Future’s partnership with its cloud provider ReScale (a dedicated simulation hardware provider which uses most of the major cloud providers as infrastructure) allows it to run on large compute up to 256 cores on Amazon, Microsoft and Google. “We also integrate with a providers of DCM tools such as SNT Group, Schneider, Trellis from Vertiv, Intel and Panduit,” says King. “Our model needs data that might already exist in other systems and we don’t want to duplicate that. What we do is complementary to, rather than in competition with, these major software providers.”

Impressive levels of industry adoption highlight the appetite for simulation tools, like Future’s 6SigmaDX, in the construction of colocation DCs. For example, when Compass (a colocator responsible for advanced disaster-resistant, future-proofed DCs) needed to be able to capacity plan with confidence, it chose Virtual Facility to design and commission DCs that maximise revenue and ensure service level agreements (SLAs) remain un-breached.

“We also work with hardware vendors like Airedale,” adds King, “which uses our software to design their air handling units as they are looking at how it internally sets up and configures its cooling units to get maximum benefit from outside air conditions.” Elsewhere, City Bank in the US is utilising these simulation tools for energy efficiency savings.

The team at Future is well placed to react to current trends in the construction of DCs. “We’re seeing a move from chilled water and DX units with a cooling plant outside serving air handlers inside, towards direct fresh air cooling or indirect evaporative coolers on the external wall of the DC,” notes King. “To combat many designs which would have fallen over on a hot day, the cooling is done directly through air to air exchange without the transport medium of water or glycol. It changes the dynamics of the outside of buildings because you have the same problem – to deliver enough air inside the data centre to all the IT boxes to deliver processing power, whilst on the outside you have containment issues to squeeze all the large air movement devices into a small space with changing ambient conditions and wind profiles. Therefore, it becomes just as important to simulate outside conditions, which could be potentially catastrophic when they are delivering 30% of your cooling.”

Weighing up predictions for the future of the industry, King notes an increase in the complexity of control systems for cooling, moving away from individual air handlers to system-based buildings. “We’re not sure complexity means better, but we’re certainly seeing examples where the complexity doesn’t seem to be offering obvious benefits,” he warns. “People will try and get as close to the edge of the efficiency envelope as they can by adding layers of complexity with fans that ramp up and down for a trio for conditions. We’re not convinced the efficiency gains people hope for will be delivered.”
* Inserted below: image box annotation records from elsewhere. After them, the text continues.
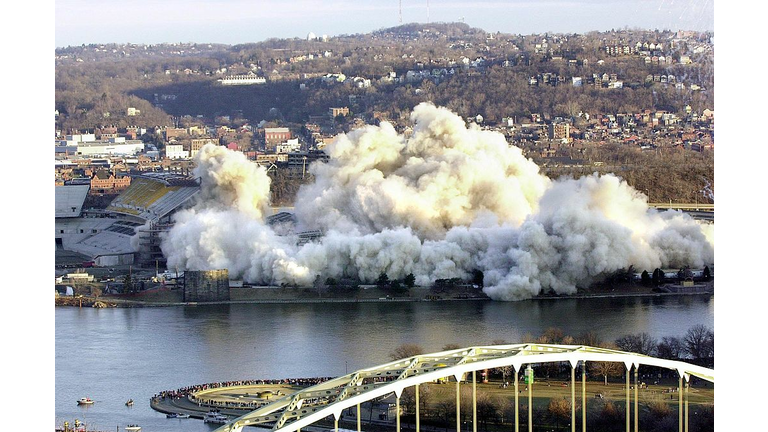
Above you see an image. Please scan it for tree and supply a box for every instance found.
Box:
[616,332,658,356]
[376,272,389,286]
[683,324,715,360]
[640,270,653,286]
[656,336,685,360]
[496,365,515,383]
[587,362,624,385]
[542,327,565,344]
[389,344,424,360]
[652,268,664,286]
[472,269,485,288]
[123,273,134,293]
[547,397,571,427]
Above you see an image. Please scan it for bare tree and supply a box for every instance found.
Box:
[547,397,571,427]
[683,324,715,360]
[496,365,515,383]
[656,336,685,360]
[587,362,624,385]
[616,332,658,356]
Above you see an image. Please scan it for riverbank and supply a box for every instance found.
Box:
[56,282,714,308]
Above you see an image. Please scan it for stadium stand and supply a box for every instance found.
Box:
[55,185,90,218]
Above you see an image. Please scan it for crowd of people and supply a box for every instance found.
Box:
[152,377,333,409]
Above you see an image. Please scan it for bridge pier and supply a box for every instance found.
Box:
[624,365,632,432]
[635,365,640,432]
[472,371,476,432]
[456,377,461,432]
[396,396,400,432]
[415,384,421,432]
[515,367,520,432]
[581,361,587,432]
[525,365,533,432]
[571,364,576,432]
[677,374,683,432]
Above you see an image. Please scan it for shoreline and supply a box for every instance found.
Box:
[56,291,715,308]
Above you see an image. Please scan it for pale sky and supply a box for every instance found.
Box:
[55,0,715,47]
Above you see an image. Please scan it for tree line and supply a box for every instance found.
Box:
[378,325,714,432]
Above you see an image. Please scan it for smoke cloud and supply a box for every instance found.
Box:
[162,103,714,300]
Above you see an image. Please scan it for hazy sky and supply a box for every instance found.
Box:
[55,0,714,47]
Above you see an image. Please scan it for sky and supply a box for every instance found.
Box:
[55,0,714,47]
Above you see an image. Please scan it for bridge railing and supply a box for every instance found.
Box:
[216,344,715,432]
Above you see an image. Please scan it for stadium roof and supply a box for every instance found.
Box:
[56,185,91,218]
[107,176,200,220]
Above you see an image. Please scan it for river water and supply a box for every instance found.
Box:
[55,296,714,432]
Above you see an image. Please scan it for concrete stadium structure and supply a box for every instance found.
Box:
[56,173,200,266]
[215,344,715,432]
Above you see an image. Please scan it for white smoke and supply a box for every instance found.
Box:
[162,104,714,300]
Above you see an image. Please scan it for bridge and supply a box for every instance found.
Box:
[214,344,715,432]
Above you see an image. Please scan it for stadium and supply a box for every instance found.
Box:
[55,173,200,267]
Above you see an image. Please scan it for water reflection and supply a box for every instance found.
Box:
[55,296,714,432]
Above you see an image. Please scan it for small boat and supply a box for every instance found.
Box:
[203,410,229,424]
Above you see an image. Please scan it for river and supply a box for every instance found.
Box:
[55,295,714,432]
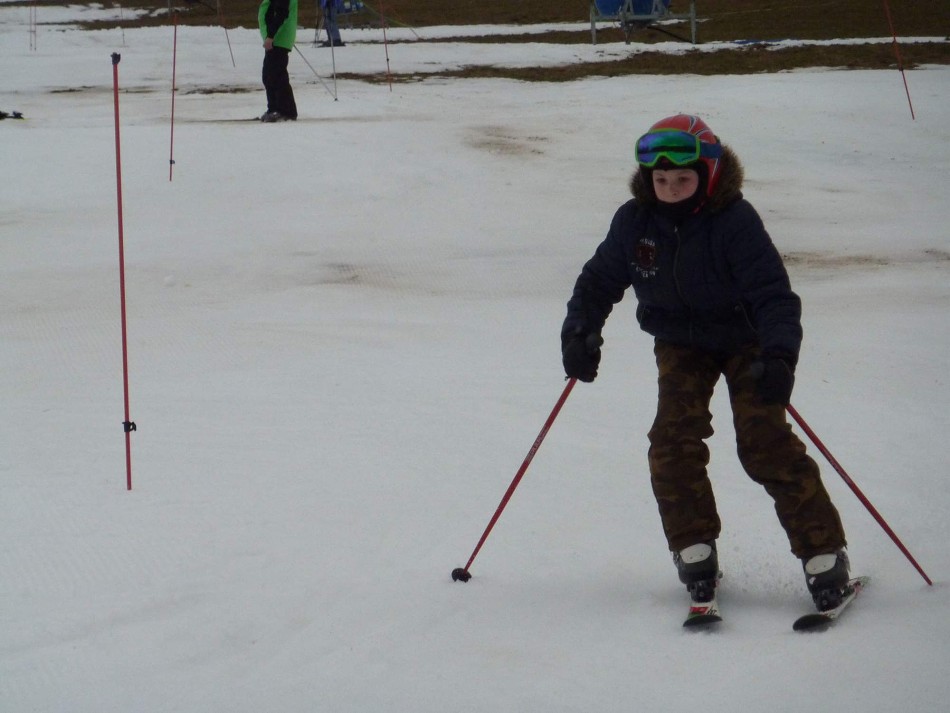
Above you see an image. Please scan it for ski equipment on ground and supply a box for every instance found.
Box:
[683,594,722,629]
[792,577,871,631]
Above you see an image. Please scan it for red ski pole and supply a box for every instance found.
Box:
[168,12,178,181]
[785,404,933,585]
[112,52,135,490]
[452,378,577,582]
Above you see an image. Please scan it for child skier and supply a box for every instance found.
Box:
[561,114,849,611]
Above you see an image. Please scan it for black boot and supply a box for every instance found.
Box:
[802,548,851,611]
[673,541,722,602]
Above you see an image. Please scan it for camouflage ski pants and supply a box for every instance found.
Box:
[649,340,846,557]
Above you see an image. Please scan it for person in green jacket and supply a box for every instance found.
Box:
[257,0,297,122]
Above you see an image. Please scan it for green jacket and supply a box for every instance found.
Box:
[257,0,297,50]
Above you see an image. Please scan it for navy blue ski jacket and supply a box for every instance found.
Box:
[561,147,802,368]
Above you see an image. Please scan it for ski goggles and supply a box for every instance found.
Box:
[637,129,722,168]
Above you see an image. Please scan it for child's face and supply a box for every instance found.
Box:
[653,168,699,203]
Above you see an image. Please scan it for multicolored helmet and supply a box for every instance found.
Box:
[636,114,722,196]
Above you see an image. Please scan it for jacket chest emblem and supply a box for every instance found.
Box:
[633,238,656,278]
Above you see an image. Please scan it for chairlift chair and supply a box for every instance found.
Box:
[590,0,696,44]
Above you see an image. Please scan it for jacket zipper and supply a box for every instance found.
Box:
[673,225,694,344]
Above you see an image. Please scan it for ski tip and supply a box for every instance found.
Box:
[683,614,722,630]
[792,614,833,631]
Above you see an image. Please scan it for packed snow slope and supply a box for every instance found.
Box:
[0,7,950,713]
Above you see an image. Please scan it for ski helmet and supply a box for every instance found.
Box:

This reckoning with reality could be overcome with AI and machine learning for control systems. Future believes the challenge will be creating the ability to learn in heterogeneous DC environments that change quickly. “Simulation has a place in that as we move into automation,” says Leppard, “but we’ll give the machine learning something to reference, prior to a DC’s launch, to bulk up the start point and then allow fine tuning with the reality that ensues.”

The ultimate goal in 2018? “We’re focused on making simulation a part of everyday processes and we’re starting to see this with corporates. Meanwhile, we’ll continue to work with research companies like ES2 and The Green Grid on performance indicators to provide tools to help the industry and give better insight to decision makers.”